レベッカの答えを期待するアルナウトに、目を見開き驚いたように答える。


「それは、勿論お友達でしょう?」


つまらないくらい、当たり前の答えでアルナウトは萎れた。


そんな二人の会話はさておき、ルーカス達はのんびりと会話していた。

ルーカスは、エミリエンヌの大きな荷物が気になっていた、

その鞄を素早く自分が持ち、教室までついていく。


「私の重い荷物を、ルーカス様に持って頂いてすみません」


「エミリエンヌさん、一体この大きな荷物は何ですか? 今日は入学式だけで、何も必要はなかったのに?」


ルーカスが、ずっしりと重い荷物を不思議そうに見ている。


「あの、入学式の後にお弁当がいるのでは、と思って朝から皆さんの分も作って来たのです」


レベッカとルーカスとアルナウトがエミリエンヌの顔を凝視した。

入学式の後に皆で食べるお弁当?

三人が揃って首を傾けた。


「・・・今日は入学式の後、クラスに戻り明日からの説明を受けて、そこからは家族と一緒に家に帰るという流れだよ」

アルナウトが今日一日の日程を説明をした。


その直後、エミリエンヌの顔が恥ずかしさに真っ赤になる。


「知りませんでした・・。私ったらワクワクして・・・初めてのお弁当が嬉しくて・・・朝から張り切っちゃって・・バカみたいです・・」


その可愛さに胸打たれたレベッカは、膝から崩れ落ちた。


「無理よ・・・。
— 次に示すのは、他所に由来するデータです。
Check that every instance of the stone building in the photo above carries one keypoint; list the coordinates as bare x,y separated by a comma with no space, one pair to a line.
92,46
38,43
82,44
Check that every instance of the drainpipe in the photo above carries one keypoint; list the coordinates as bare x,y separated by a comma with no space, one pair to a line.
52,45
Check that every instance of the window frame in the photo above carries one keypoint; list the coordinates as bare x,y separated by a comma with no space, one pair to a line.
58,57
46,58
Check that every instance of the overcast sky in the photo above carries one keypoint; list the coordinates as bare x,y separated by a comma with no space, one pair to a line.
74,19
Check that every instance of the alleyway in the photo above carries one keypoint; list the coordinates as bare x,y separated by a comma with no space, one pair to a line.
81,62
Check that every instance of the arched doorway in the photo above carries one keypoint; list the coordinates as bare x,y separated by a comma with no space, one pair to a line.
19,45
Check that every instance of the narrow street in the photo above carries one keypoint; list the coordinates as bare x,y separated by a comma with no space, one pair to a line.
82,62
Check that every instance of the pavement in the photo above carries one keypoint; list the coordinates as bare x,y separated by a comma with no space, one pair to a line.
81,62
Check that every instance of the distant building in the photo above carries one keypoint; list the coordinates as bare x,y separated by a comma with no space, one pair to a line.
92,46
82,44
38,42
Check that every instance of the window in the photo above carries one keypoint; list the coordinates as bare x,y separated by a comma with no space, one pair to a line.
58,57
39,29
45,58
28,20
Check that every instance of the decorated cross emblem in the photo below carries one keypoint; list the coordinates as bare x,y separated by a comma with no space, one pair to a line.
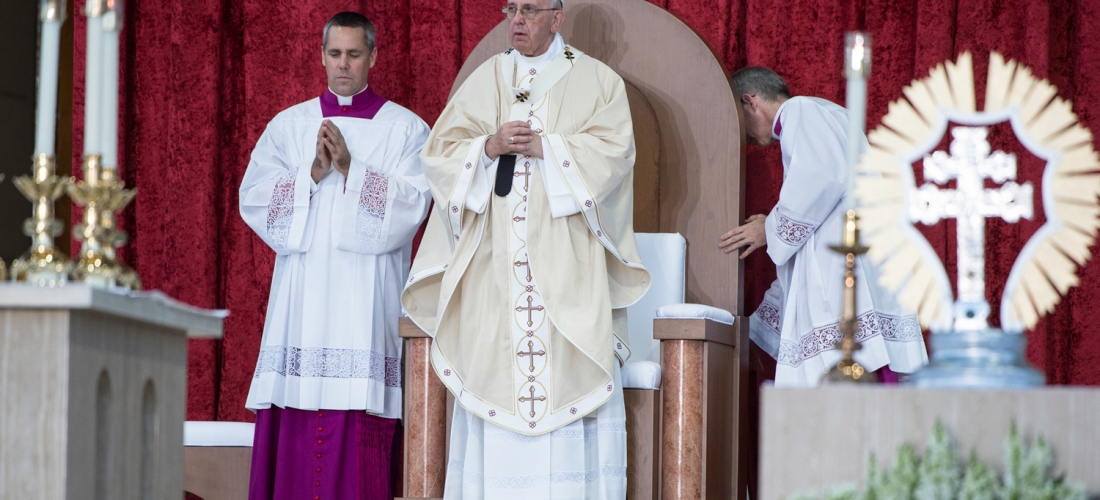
530,354
530,310
970,164
531,400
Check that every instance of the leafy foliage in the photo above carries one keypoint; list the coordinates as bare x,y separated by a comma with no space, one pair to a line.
938,476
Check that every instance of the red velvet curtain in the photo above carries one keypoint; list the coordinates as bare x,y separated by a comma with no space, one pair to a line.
201,78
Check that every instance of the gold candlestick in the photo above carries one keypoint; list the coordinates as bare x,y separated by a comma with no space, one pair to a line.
117,239
847,370
102,195
42,265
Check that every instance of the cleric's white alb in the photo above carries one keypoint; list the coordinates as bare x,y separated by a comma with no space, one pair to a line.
796,323
342,255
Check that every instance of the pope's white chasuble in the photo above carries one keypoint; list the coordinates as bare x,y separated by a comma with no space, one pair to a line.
557,430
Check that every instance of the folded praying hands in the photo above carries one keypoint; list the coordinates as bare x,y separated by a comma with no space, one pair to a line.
331,152
749,236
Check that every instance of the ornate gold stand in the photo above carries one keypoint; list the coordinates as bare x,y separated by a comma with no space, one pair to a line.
42,265
848,370
101,195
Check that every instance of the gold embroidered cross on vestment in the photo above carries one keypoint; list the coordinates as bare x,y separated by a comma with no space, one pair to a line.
530,354
532,399
529,309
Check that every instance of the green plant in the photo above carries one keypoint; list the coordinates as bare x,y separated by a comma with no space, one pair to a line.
938,475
こんなに可愛いなんて心臓が持たないわ・・」

ハーハーハーと荒い息をするレベッカに、アルナウトが心配より、怖さが先に立つ。


「大丈夫か?・・・頭?・・・」


「アルナウト殿下は平気ですの?」

唐突な質問にアルナウトは意味がわからない。


「・・何がだ?」


「ああもう!エミリエンヌのかわゆさはもう天然記念物? いえ、国宝物ですわ。それを目の当たりにして平気でいられるでしょうか?否、無理でしょ?」


レベッカは勢い余って、アルナウトに顔を近付けた。


「くっ!! それ以上は無理だ」

アルナウトは、レベッカから距離を取るために体を背けた。


レベッカはその回答を勘違いする。

「ふふふ、やはりアルナウト殿下も、エミたんの魅力に目覚めたのですね? だが、しかーし!!エミたんは私の義姉候補ですもの。お譲りしかねます」


「え? 何か勘違いしてない?」

アルナウトがレベッカを呼び止めようとするが、レベッカは既にエミリエンヌの前にいる。


そして、エミリエンヌの手を取り提案した。

「では、今日はそのお弁当を持って学校の屋上でピクニックをしましょう。エミリエンヌさん、良いですか?」


エミリエンヌの顔がパアーと明るくなる。


「嬉しいです!!是非一緒に私のお弁当を食べてください」



こうして、入学式の後、テオファーヌを含めた5人で、学校の屋上から海を眺めてお弁当を食べたのだった。




このように学校の初日、レベッカはイベントではなかったが、大いに楽しんだのだった。




しかし、本日の入学式に遅れ過ぎて、学校にも入れなかった一人の女子学生がいた。